Des talons de 2, 3, 4, 5 cm, pourquoi pas ? Un podologue vous expliquera qu’être surélevé(e) de quelques centimètres au niveau du talon est plutôt bon pour la posture. Au-delà de 8 cm, on est dans le mal, le pied ne peut pas être en bonne santé.

Usual business, quand il s’agit de rendre la femme sexy et/ou de compliquer tout déplacement, une société patriarcale ne s’arrête pas à ce genre de considération pratique. Le talon aiguille, celui qui se coince dans les grilles métalliques sur le trottoir et qui est porté aujourd’hui par des femmes au quotidien, est un héritage de la tenue des pin-up et des images érotiques qui venaient remonter le moral des hommes éloignés de présences féminines. Haut d’une dizaine de centimètres, il accentue la courbure du bassin et la rotation de la hanche, fait ressortir les fesses et la poitrine. « Il faut souffrir pour être belle » répètent les mamans à leurs filles. Pour amoindrir la douleur, une opération chirurgicale surnommée Loub job en référence aux escarpins Louboutin s’est développée depuis quelques années. Elle consiste à se faire injecter du collagène dans le talon et les coussinets du pied pour moins souffrir. On n’arrête pas le progrès !

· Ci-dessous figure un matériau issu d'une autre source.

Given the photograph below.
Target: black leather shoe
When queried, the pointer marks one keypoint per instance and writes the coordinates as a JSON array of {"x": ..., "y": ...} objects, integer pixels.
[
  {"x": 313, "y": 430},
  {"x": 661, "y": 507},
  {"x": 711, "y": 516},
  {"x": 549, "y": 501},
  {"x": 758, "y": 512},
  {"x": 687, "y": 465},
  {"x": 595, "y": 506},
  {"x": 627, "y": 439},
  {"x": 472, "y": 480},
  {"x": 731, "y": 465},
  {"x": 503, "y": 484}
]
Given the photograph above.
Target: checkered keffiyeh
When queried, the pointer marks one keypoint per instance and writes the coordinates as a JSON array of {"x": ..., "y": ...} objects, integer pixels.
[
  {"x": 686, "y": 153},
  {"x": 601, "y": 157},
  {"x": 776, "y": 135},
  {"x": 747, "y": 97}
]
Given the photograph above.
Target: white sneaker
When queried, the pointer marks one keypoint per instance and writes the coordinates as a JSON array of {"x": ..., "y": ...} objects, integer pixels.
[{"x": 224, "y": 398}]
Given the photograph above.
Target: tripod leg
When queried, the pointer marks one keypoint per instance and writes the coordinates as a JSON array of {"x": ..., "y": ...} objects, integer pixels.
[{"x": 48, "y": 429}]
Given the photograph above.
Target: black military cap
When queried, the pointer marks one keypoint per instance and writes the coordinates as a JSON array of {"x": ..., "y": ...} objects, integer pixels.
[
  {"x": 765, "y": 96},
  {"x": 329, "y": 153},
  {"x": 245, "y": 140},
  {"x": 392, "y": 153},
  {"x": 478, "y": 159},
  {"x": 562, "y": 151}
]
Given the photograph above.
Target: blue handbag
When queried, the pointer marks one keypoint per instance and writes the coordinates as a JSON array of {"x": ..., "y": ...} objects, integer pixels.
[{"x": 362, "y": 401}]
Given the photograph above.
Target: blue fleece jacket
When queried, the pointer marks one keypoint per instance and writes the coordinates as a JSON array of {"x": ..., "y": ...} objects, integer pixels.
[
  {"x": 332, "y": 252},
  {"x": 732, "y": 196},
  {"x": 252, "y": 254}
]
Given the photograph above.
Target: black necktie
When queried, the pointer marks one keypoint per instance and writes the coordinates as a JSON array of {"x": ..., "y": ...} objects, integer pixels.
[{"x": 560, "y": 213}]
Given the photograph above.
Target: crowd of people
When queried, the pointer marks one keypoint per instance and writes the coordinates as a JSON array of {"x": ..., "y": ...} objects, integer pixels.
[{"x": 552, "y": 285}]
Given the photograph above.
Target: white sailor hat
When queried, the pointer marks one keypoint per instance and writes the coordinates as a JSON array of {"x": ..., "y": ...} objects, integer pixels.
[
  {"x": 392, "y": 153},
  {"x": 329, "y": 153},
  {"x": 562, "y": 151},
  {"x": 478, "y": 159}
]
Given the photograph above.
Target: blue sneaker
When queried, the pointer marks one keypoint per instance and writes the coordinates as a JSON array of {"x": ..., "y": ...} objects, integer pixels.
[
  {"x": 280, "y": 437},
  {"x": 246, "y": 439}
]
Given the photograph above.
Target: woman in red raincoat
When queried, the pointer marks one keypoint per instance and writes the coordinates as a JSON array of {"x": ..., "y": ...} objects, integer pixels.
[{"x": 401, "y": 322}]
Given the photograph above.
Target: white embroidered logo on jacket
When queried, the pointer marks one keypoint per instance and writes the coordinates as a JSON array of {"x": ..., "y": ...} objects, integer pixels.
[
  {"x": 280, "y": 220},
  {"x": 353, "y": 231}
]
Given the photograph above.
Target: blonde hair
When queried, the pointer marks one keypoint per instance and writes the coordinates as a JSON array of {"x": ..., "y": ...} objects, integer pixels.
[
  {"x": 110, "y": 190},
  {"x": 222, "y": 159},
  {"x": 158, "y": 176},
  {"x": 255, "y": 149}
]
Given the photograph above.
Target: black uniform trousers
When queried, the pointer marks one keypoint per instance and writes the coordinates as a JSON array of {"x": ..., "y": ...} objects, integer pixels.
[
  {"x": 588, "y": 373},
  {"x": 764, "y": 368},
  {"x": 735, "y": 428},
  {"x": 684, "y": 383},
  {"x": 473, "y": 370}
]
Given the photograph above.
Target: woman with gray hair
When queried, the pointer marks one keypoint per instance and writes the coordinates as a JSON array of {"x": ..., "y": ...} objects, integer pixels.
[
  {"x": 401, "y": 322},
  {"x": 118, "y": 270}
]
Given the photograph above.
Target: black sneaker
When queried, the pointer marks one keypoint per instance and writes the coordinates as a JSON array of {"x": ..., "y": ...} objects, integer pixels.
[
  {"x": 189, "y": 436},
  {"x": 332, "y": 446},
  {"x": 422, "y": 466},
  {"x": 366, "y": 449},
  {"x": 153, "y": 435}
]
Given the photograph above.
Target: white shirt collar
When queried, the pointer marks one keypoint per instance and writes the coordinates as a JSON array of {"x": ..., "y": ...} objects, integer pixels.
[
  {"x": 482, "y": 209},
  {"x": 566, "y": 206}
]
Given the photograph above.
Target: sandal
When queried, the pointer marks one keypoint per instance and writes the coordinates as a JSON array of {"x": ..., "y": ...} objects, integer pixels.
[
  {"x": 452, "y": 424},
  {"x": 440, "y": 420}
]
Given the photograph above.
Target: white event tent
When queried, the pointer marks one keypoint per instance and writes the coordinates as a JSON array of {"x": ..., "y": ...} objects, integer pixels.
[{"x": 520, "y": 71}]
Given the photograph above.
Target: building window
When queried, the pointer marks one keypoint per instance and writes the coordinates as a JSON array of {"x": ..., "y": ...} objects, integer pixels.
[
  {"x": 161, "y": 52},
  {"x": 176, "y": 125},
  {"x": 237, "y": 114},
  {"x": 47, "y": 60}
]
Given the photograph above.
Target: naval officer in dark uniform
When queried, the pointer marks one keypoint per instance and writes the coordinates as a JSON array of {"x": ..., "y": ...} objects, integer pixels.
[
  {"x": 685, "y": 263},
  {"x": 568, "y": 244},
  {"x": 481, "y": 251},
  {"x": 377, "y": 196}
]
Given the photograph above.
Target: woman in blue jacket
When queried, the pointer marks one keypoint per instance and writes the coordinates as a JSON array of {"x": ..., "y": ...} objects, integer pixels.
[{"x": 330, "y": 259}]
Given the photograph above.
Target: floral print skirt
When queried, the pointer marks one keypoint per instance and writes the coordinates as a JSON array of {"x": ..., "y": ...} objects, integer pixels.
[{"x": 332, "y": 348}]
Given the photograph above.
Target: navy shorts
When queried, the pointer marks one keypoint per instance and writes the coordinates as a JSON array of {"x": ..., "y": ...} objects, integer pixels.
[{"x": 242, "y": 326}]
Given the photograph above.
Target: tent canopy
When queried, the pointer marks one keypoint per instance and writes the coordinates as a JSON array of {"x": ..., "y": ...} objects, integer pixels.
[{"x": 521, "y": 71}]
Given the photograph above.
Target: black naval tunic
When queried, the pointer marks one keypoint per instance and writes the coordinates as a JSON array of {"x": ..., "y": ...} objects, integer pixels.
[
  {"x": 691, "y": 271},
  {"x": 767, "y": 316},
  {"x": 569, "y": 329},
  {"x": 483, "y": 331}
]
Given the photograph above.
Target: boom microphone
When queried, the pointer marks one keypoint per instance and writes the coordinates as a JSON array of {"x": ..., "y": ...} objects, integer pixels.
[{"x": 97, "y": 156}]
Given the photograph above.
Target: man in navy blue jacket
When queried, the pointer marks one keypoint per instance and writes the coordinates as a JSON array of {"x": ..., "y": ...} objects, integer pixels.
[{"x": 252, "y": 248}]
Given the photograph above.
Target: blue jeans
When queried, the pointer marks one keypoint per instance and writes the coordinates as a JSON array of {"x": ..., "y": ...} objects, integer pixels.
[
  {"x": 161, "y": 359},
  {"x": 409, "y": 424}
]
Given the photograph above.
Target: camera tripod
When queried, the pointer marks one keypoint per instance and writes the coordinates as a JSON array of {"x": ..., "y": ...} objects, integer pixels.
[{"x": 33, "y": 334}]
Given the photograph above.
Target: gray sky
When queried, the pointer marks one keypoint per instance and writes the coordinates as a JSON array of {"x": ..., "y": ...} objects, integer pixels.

Parce qu’on n’est toujours pas au clair sur cette histoire de soutien-gorge

Aujourd’hui porter un soutien-gorge n’a plus trop de rapport avec une opération de torture. Mais pendant l’Antiquité, c’était plutôt le cas. Surtout pour les femmes à forte poitrine. Les silhouettes androgynes étant à la mode dans la Grèce Antique, les poitrines étaient bandées de tissus, parfois de bandelettes de cuir. 4 000 ans plus tard, on savoure de ne pas être née à cette époque-là, ni même un siècle plus tôt. Les gaines et corsets n’étaient pas tellement plus réjouissants pour les femmes du XXème siècle et avaient seulement vocation à les faire correspondre aux canons en vigueur.

Entre confort et sensualité, les soutiens-gorge du XXIème siècle sont nettement plus agréables. Pour autant, nos dessous restent régis par le désir de plaire. Le conservateur des Arts Décoratifs, Denis Bruna, qui a organisé l’exposition La Mécanique des dessous en 2013, appelait à se méfier des modes modernes, comme celle du retour de la gaine : « L’appellation n’est plus la même : le mot gaine (…) est banni du Salon de la Lingerie. On y parle de « shapewear » et même de « vêtement intelligent », c’est-à-dire un dessous qui sait précisément où il doit agir. » Le soutien-gorge continue à évoluer en eaux troubles, entre réelle recherche du confort et sacrifice de ce dernier au profit d’une silhouette plus sexuelle.